Re: Last gasp

Martijn van Oosterhout <kleptog@svana.org>

From: Martijn van Oosterhout <kleptog@svana.org>
To: Alvaro Herrera <alvherre@commandprompt.com>
Cc: Magnus Hagander <magnus@hagander.net>, Tom Lane <tgl@sss.pgh.pa.us>, Greg Smith <greg@2ndquadrant.com>, Robert Haas <robertmhaas@gmail.com>, Pg Hackers <pgsql-hackers@postgresql.org>
Date: 2012-04-12T22:02:37Z
Lists: pgsql-hackers
On Wed, Apr 11, 2012 at 12:00:39PM -0300, Alvaro Herrera wrote:
> remote in their main PG tree, and so changesets could be pulled into the
> same clone and cherry-picked into the master branch.

If you're talking about a way of using git to support reviewing, the
Gerrit tool has an interesting workflow.  Essentially anything you want
reviewed you push to a fake tag refs/for/master which always creates a
new branch.  As such you have a repository which contains every patch
ever submitted, but it simultaneously tracks the parents so you know
which version of the tree a patch was against.

In the case of Postgres each entry in the CF app would have its own tag
(say refs/cf/234) which would create a new patch for that entry.  In
the end accepted patches are cherry-picked onto the real tree.  But
because all patches are now in the same place you can build tooling
around it easier, like testing: does this patch cherry-pick cleanly or
is there a conflict.

No merge commits, just using git purely as patch storage.

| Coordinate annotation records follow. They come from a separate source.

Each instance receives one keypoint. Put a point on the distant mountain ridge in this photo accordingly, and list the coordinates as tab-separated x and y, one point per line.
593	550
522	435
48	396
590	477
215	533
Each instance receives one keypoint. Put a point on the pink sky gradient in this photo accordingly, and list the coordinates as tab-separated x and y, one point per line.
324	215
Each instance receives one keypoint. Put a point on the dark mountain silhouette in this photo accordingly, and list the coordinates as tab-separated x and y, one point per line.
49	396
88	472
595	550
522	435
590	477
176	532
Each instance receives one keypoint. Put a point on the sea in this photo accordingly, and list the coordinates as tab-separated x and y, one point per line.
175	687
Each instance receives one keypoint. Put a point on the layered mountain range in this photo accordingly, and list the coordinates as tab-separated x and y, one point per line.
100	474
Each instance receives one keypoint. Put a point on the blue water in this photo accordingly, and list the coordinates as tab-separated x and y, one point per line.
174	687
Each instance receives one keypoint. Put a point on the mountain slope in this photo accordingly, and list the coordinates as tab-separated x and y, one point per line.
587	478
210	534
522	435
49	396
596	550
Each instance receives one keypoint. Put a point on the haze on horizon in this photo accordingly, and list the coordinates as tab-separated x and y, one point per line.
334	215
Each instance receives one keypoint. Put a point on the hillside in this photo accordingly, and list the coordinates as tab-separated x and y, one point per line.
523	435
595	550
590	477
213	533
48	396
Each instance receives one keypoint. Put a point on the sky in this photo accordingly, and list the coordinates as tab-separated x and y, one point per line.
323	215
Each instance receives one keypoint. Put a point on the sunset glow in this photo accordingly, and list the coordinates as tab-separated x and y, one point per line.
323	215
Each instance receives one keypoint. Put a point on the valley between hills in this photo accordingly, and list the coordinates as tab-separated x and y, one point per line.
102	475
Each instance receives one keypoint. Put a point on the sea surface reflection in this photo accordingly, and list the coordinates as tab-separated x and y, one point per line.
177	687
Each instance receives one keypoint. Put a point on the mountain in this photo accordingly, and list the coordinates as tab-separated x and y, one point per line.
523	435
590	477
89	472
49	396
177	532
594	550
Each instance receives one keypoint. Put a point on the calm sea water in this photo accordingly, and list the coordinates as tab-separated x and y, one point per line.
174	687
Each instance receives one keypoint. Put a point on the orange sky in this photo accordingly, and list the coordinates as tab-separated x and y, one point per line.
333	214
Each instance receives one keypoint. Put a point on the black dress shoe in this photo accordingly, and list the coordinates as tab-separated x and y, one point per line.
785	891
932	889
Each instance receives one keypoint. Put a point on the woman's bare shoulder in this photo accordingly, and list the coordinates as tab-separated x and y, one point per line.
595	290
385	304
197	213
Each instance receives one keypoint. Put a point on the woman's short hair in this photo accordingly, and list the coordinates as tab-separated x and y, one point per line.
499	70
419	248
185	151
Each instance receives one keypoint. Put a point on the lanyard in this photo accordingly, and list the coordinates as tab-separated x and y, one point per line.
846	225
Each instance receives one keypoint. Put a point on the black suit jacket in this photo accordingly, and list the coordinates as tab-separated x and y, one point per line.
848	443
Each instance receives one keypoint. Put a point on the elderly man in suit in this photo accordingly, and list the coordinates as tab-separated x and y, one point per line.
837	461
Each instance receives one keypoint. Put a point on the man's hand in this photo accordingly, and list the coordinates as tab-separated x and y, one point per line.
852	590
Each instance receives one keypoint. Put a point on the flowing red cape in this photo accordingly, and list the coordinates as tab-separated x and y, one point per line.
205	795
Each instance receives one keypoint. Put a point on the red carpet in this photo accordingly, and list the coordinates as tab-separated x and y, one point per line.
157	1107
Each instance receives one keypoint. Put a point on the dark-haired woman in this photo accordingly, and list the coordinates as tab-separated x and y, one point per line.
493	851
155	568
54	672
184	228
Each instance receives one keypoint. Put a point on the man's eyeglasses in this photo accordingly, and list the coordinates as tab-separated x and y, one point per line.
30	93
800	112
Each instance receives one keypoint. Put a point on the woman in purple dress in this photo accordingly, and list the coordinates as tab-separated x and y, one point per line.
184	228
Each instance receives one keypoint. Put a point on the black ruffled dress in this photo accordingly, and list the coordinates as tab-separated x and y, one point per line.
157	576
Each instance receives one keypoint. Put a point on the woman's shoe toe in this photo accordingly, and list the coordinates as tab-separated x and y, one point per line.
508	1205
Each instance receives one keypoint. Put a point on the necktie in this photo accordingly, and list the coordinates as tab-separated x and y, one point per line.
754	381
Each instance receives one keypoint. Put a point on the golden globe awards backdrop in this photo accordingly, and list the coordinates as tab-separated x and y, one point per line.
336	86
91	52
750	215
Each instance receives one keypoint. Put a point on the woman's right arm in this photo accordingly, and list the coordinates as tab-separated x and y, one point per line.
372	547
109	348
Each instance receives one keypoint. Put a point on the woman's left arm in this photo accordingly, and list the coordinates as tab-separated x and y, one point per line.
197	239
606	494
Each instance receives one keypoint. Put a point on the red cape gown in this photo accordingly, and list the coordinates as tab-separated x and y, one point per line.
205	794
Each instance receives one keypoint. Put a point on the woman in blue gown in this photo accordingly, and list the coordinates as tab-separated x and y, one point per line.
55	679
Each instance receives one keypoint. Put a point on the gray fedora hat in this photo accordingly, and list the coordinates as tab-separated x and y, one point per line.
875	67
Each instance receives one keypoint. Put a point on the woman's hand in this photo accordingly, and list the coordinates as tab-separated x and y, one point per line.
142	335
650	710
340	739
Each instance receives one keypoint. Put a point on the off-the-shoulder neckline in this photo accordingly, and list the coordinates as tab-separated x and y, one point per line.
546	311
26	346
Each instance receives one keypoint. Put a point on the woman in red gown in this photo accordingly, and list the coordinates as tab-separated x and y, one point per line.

(Note to make this work it has a git server emulation which may or may
not be easy to do, but it's just a thought about workflow.)

Have a nice day,
-- 
Martijn van Oosterhout   <kleptog@svana.org>   http://svana.org/kleptog/
> He who writes carelessly confesses thereby at the very outset that he does
> not attach much importance to his own thoughts.